The three dununs form the basis of rhythm. Each drum has a different sound: the dunumba has the lowest pitch, the kenkeni has the highest and the sangban pitched between the two, represents the heart rhythm. Of cylindrical shape and provided with two skins they are played in a horizontal position, using a large rod, and are surmounted by a forged metal bell that is struck with the other hand, with an iron rod or ring.
A dunun is a rope-tuned cylindrical drum with a rawhide skin at both ends, most commonly cow or goat. The drum is played with a stick. Depending on the region, a plain straight stick, curved stick with flat head (similar to the stick used for a tama), or a straight stick with a cylindrical head attached at right angles near one end may be used to strike the skin.
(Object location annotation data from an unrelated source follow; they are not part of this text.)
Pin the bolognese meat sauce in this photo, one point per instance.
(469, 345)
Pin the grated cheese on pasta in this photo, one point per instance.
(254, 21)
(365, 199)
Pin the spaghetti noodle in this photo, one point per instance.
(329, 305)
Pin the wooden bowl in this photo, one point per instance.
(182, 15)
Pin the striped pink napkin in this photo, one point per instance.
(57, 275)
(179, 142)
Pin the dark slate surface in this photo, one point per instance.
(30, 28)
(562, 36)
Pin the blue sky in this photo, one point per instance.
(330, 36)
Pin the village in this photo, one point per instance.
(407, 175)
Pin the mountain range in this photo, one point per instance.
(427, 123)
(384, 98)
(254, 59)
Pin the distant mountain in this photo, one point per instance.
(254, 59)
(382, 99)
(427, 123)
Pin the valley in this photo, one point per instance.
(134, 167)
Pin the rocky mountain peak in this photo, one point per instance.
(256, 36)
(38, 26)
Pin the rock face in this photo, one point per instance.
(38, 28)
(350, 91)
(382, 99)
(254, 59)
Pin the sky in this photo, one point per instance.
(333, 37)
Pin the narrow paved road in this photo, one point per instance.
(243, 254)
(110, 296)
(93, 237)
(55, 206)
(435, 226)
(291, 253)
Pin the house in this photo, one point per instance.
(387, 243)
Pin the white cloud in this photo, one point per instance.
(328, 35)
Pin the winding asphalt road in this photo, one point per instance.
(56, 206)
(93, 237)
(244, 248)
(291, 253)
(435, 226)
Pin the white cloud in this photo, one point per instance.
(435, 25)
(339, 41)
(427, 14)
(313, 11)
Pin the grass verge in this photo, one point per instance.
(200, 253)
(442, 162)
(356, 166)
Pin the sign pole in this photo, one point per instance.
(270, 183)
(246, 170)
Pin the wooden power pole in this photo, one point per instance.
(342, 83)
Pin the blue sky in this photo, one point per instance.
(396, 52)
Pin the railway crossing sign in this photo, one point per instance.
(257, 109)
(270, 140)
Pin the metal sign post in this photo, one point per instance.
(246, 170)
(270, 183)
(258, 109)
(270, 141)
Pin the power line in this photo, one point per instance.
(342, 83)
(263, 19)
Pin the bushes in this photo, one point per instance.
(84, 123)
Traditionally, the drum is played horizontally (placed on a stand or worn with a shoulder strap). For a right-handed player, the right hand plays the skin and the left hand optionally plays a bell that may be mounted on top of the drum or held in the left hand.
Three different sizes of dunun are commonly played in West Africa.
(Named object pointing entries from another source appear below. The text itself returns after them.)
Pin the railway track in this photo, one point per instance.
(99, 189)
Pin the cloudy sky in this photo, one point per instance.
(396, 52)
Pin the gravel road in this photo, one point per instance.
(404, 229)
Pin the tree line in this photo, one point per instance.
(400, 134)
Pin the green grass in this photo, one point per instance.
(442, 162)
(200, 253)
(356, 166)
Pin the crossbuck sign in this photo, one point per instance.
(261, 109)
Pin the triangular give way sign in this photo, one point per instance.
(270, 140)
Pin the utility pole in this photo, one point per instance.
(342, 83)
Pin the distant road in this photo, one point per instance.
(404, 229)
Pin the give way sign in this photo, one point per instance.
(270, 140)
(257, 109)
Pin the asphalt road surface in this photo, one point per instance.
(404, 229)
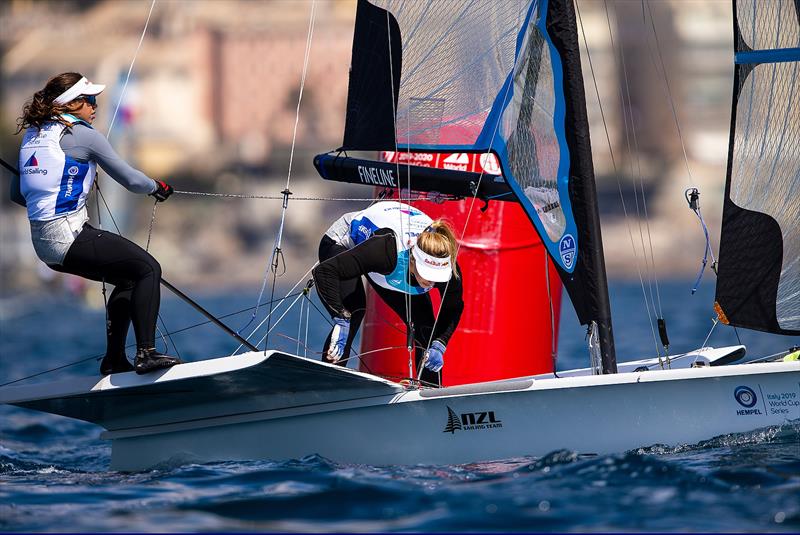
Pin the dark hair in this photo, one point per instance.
(41, 109)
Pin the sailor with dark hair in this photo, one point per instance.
(57, 161)
(404, 255)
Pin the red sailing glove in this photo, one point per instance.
(163, 191)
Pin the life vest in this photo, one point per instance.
(407, 223)
(53, 184)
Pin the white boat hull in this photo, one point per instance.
(374, 421)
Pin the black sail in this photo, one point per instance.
(758, 284)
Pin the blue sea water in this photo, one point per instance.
(55, 478)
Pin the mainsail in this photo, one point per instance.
(484, 76)
(758, 284)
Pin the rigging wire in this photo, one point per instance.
(406, 296)
(628, 107)
(616, 172)
(667, 88)
(277, 254)
(690, 179)
(416, 197)
(100, 356)
(535, 7)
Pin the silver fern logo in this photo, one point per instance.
(470, 421)
(453, 423)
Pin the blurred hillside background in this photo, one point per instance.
(211, 103)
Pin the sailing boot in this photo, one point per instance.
(149, 360)
(115, 363)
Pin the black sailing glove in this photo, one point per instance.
(163, 191)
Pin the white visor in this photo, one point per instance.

- The dundunba (also spelled dununba) is the largest dunun and has the lowest pitch. Typical size is 60–70 cm (24–28 in) in length and 40–50 cm (16–20 in) in diameter. “Ba” means “big” in the Malinké language, so “dundunba” literally means “big dunun”.
- The sangban is of medium size, with higher pitch than the dundunba. Typical size is 50–60 cm (20–24 in) in length and 30–40 cm (12–16 in) in diameter.
- The kenkeni is the smallest dunun and has the highest pitch. Typical size is 45–50 cm (18–20 in) in length and 25–35 cm (10–14 in) in diameter.
Dunun are always played in an ensemble with one or more djembes.
The names of the drums are onomatopoeic, meaning that they sound like the thing they describe. This is common for West African instruments. Shekere (gourd rattle), sege sege (metal djembe rattle), kese kese (woven basket rattle), and kenken (a bell played with dunun) are Malinké onomatopoeic terms for other instruments that are commonly played together with dunun and djembe.
Dundunba, sangban, kenkeni, kensedeni, and kensereni are Malinké terms. (Kensedeni and kensereni are synonyms for kenkeni.) In Mali and northeast Guinea, the dundunba and sangban are often both referred to as jeli-dunun (also spelled djeli-dunun) because they were traditionally played by the jelis (French: griots). Among the Bamana people in Mali, the dundunba is known as khassonka dunun and the sangban is known as konkoni (played without a bell). There, the drums are headed with goatskin instead of the cowskin used elsewhere.
The name djun djun is a common western misnomer. There is no such word in the Malinké language and this term should not be used.
A dunun player is generically known as a dununfola (literally, “one who plays dunun”). Specifically, the kenkeni, sangban, and dununba players are referred to as kenkenifola, sangbanfola, and dununbafola, respectively.